Last fall, I had the opportunity to meet Dr. Bridget Behe, a professor of horticulture at Michigan State University.
She was giving a presentation on her research into the marketing of edible and ornamental horticultural crops, which is her area of expertise.
If you are not familiar with Dr. Behe’s podcast, “Connect 2 Consumer,” I recommend that you check it out and subscribe. You can find it at www.connect-2-consumer.com. Each week she gives condensed talks about the horticulture industry and how it can best be marketed.
Dr. Behe and I had an interesting conversation touching on many topics. One of the most interesting was the importance of knowing who our customer is.

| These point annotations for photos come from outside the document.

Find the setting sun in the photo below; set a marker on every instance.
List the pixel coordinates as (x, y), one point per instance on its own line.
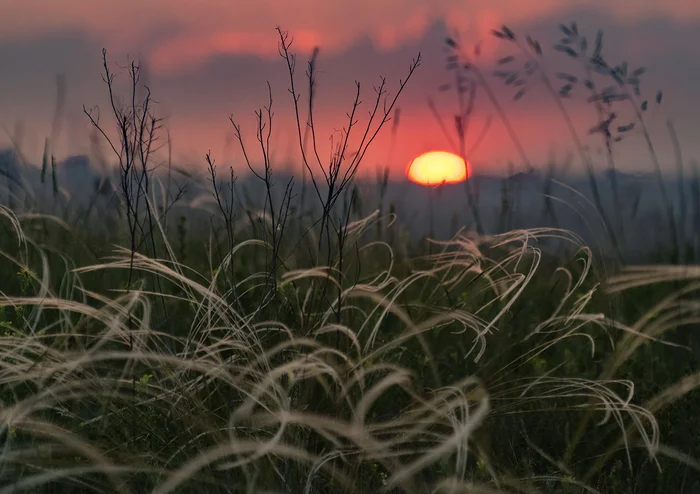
(438, 167)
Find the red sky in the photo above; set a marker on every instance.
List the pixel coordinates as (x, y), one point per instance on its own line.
(210, 58)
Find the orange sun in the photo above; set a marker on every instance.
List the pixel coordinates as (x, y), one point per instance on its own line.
(438, 167)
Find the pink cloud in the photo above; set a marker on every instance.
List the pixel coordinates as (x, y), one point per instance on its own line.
(212, 27)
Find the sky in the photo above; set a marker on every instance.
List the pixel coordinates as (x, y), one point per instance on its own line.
(205, 60)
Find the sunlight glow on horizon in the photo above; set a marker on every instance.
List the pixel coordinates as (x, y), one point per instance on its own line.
(438, 167)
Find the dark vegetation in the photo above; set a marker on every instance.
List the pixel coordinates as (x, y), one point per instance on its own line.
(299, 340)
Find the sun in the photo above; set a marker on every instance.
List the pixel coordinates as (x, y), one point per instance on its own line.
(438, 167)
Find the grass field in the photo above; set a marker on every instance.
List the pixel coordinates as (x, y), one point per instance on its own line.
(316, 348)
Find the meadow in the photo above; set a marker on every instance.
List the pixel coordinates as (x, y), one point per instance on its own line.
(170, 332)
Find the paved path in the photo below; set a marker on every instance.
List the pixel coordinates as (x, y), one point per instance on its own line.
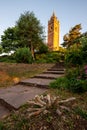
(13, 97)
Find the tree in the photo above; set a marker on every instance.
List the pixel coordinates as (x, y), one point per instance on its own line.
(29, 31)
(72, 37)
(1, 49)
(9, 39)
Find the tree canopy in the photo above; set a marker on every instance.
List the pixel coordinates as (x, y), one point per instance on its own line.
(72, 37)
(28, 32)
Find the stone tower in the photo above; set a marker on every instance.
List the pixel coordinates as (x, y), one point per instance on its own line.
(53, 33)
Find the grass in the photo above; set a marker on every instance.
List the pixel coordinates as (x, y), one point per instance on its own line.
(76, 119)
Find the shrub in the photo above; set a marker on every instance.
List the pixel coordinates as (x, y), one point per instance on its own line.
(23, 55)
(59, 83)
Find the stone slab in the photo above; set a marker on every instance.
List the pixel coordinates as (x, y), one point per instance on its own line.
(47, 76)
(18, 95)
(37, 82)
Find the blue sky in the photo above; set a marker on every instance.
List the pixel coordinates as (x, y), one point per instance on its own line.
(68, 12)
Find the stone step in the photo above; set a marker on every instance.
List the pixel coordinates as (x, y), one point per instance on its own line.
(54, 72)
(14, 97)
(37, 82)
(47, 76)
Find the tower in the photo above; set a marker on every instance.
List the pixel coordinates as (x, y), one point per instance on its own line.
(53, 33)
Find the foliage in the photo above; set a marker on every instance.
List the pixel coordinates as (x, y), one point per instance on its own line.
(72, 37)
(84, 49)
(1, 50)
(8, 59)
(73, 57)
(77, 85)
(29, 31)
(59, 83)
(43, 48)
(81, 112)
(23, 55)
(9, 39)
(50, 57)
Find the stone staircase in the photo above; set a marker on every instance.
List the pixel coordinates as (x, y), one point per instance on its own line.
(13, 97)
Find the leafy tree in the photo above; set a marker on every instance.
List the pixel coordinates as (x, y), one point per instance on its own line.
(1, 49)
(72, 37)
(43, 48)
(23, 55)
(29, 31)
(9, 39)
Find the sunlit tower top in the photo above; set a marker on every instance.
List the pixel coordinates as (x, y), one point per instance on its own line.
(53, 33)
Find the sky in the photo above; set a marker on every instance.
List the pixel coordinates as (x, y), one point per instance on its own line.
(68, 12)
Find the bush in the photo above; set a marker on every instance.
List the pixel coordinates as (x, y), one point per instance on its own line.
(77, 85)
(59, 83)
(23, 55)
(73, 57)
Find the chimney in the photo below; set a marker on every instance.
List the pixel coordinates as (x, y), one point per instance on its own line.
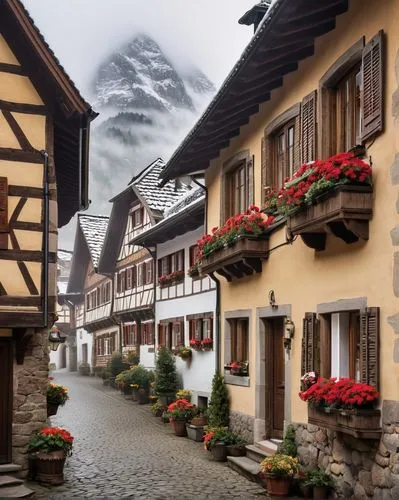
(256, 14)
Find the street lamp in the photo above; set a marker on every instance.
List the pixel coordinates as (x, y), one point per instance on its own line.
(55, 339)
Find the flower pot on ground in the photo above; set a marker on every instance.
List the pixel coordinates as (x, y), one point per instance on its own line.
(180, 427)
(143, 396)
(195, 432)
(279, 470)
(48, 450)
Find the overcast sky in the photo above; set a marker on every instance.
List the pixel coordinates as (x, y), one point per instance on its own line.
(83, 32)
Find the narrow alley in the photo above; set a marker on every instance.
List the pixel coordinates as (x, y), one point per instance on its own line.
(122, 451)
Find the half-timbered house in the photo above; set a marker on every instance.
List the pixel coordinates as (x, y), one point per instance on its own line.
(44, 140)
(134, 210)
(92, 295)
(319, 291)
(185, 301)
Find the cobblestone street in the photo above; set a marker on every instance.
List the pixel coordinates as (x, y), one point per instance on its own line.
(122, 451)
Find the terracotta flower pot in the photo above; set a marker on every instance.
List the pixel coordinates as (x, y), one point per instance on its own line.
(180, 428)
(50, 467)
(52, 409)
(278, 486)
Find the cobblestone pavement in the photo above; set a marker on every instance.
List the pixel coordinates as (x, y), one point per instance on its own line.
(122, 451)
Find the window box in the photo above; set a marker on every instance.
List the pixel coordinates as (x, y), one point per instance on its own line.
(361, 424)
(343, 211)
(242, 258)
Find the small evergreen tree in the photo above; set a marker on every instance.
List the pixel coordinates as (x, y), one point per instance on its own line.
(165, 372)
(219, 407)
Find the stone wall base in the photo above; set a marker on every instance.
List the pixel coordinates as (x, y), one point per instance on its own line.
(361, 468)
(243, 424)
(30, 403)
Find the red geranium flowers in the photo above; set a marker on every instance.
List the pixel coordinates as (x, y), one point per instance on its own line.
(343, 393)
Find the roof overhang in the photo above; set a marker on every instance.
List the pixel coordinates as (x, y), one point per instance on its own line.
(188, 219)
(71, 113)
(286, 36)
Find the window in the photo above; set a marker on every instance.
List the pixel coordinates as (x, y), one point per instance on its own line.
(342, 344)
(147, 336)
(138, 217)
(352, 97)
(148, 272)
(193, 254)
(237, 185)
(239, 339)
(201, 328)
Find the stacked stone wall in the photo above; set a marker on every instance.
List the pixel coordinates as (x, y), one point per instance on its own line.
(361, 468)
(29, 405)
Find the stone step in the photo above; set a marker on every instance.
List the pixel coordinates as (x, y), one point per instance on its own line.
(9, 481)
(270, 446)
(255, 453)
(245, 466)
(18, 491)
(6, 468)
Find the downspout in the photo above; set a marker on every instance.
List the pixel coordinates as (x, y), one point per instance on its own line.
(46, 229)
(217, 283)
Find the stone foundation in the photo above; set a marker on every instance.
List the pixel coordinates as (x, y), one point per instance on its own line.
(242, 424)
(30, 405)
(361, 468)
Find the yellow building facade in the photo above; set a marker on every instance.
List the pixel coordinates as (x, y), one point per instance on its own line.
(314, 283)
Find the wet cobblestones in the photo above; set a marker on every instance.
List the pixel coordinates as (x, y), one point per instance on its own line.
(122, 451)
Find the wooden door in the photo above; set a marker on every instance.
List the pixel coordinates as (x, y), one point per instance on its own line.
(278, 385)
(5, 400)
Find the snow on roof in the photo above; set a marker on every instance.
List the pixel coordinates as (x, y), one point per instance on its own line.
(188, 197)
(147, 184)
(94, 228)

Businesses can have many different types of customers. They can be consumers, other businesses, government agencies, nonprofits, and sometimes competitors. But for me, the end consumer is the most important customer we need to address with our marketing efforts.

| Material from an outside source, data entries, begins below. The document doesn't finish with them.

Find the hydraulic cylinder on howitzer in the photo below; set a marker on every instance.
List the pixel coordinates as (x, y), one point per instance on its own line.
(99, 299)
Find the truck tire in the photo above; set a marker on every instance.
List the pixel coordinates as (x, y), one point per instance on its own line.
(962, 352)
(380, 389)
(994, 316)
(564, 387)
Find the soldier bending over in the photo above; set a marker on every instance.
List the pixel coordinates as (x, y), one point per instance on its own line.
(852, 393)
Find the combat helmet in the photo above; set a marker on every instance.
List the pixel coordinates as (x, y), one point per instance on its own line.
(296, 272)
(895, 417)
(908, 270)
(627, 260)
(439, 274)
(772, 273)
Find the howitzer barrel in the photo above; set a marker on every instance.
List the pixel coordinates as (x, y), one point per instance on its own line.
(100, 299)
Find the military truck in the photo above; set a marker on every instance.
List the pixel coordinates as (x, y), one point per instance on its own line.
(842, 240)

In the process of growing plants, we do many things that may not seem important to our consumers. In fact, some of these things may not even be visible. However, these things are necessary so we can give people the beautiful plants they want to have in their yard.

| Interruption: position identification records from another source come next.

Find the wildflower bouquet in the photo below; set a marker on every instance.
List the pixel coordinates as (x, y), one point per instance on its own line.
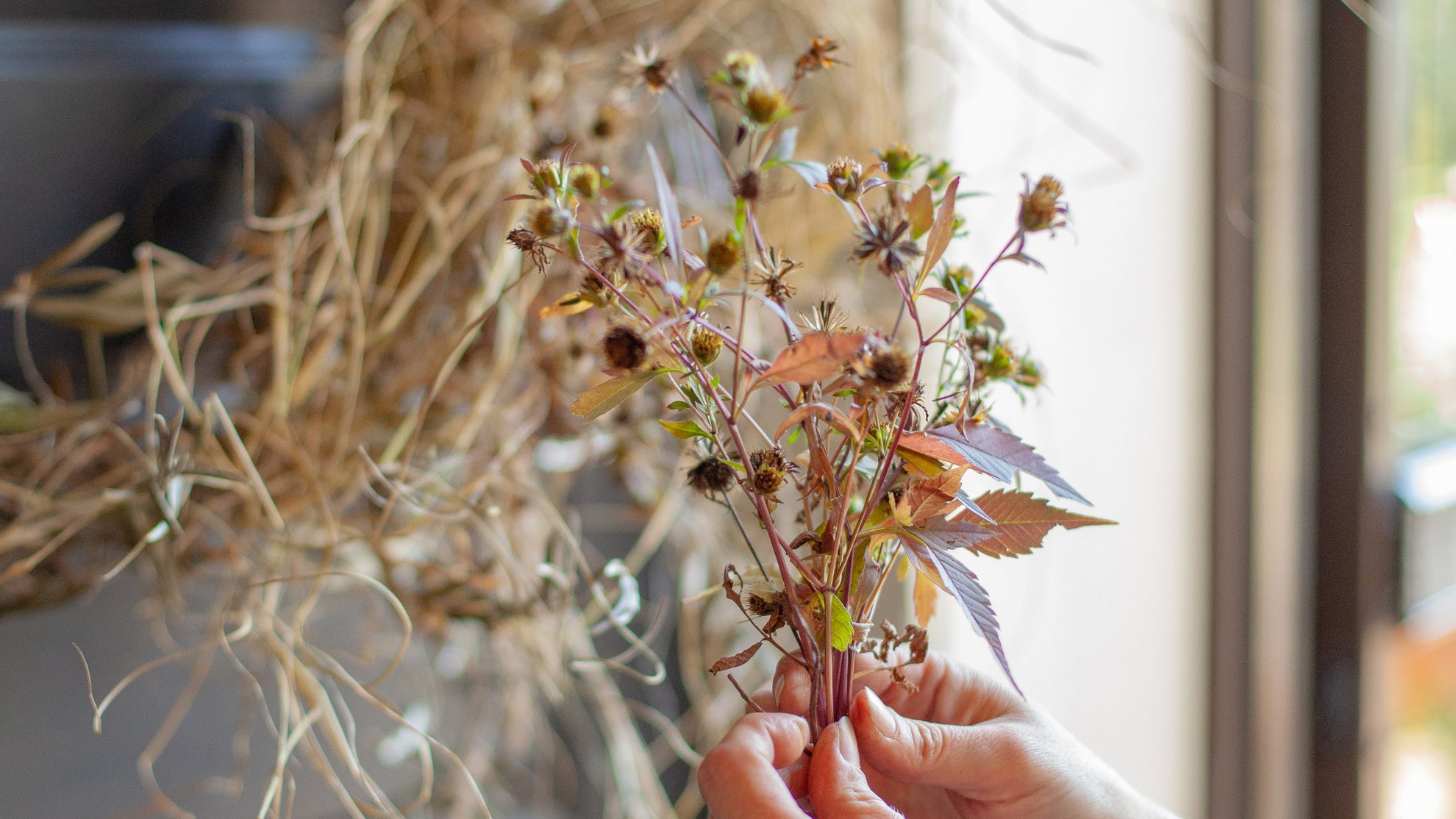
(846, 448)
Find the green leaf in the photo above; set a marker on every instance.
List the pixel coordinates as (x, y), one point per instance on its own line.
(841, 627)
(685, 429)
(606, 396)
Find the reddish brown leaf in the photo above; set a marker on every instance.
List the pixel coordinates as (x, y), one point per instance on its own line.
(735, 659)
(925, 598)
(925, 499)
(1022, 521)
(813, 358)
(940, 237)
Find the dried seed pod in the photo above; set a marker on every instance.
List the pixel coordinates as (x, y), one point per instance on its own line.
(624, 348)
(705, 345)
(1041, 207)
(711, 475)
(724, 255)
(769, 471)
(887, 367)
(549, 220)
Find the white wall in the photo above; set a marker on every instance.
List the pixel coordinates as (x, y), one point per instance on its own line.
(1107, 626)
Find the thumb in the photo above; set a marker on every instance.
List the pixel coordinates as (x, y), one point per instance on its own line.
(838, 786)
(929, 754)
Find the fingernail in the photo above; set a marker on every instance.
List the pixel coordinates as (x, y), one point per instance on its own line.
(848, 745)
(879, 715)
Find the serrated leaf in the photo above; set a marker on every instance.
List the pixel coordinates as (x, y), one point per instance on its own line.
(960, 582)
(927, 596)
(606, 396)
(841, 626)
(944, 533)
(833, 416)
(1001, 454)
(928, 448)
(813, 358)
(685, 429)
(941, 232)
(735, 659)
(1022, 521)
(921, 211)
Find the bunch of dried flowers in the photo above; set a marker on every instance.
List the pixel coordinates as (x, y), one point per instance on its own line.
(841, 453)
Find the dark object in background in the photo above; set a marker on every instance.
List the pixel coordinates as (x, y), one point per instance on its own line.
(121, 117)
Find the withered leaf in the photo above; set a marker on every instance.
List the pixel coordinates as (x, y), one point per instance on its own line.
(921, 212)
(833, 416)
(735, 659)
(999, 454)
(568, 304)
(940, 236)
(1022, 521)
(928, 498)
(813, 358)
(927, 594)
(606, 396)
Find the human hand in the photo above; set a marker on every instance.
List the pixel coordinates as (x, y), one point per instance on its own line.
(960, 745)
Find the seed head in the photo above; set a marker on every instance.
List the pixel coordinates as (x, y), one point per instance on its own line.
(899, 160)
(545, 176)
(817, 57)
(887, 367)
(587, 181)
(724, 255)
(705, 343)
(549, 220)
(743, 68)
(624, 348)
(711, 475)
(1041, 207)
(845, 179)
(882, 239)
(649, 68)
(766, 105)
(747, 187)
(650, 223)
(769, 471)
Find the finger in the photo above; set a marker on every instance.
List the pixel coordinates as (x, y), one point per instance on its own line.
(791, 687)
(838, 786)
(961, 758)
(940, 690)
(740, 779)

It’s not just about growing plants. I wish it were that simple!
We still have businesses to run and they need to be profitable. Otherwise, we wouldn’t have the resources we need to fund research, breed new plant varieties, or explore new production techniques that will grow a more consistent, durable and beautiful product.
Continued research is imperative for our industry. It keeps us on the forefront and helps us stay competitive in the marketplace. Horticulture has many competitors for people’s leisure time as well as their money, whether it’s their disposable entertainment dollar, their food budget, or money they spend on their own well-being and good health. These last two are real things for us that we can and should be chasing.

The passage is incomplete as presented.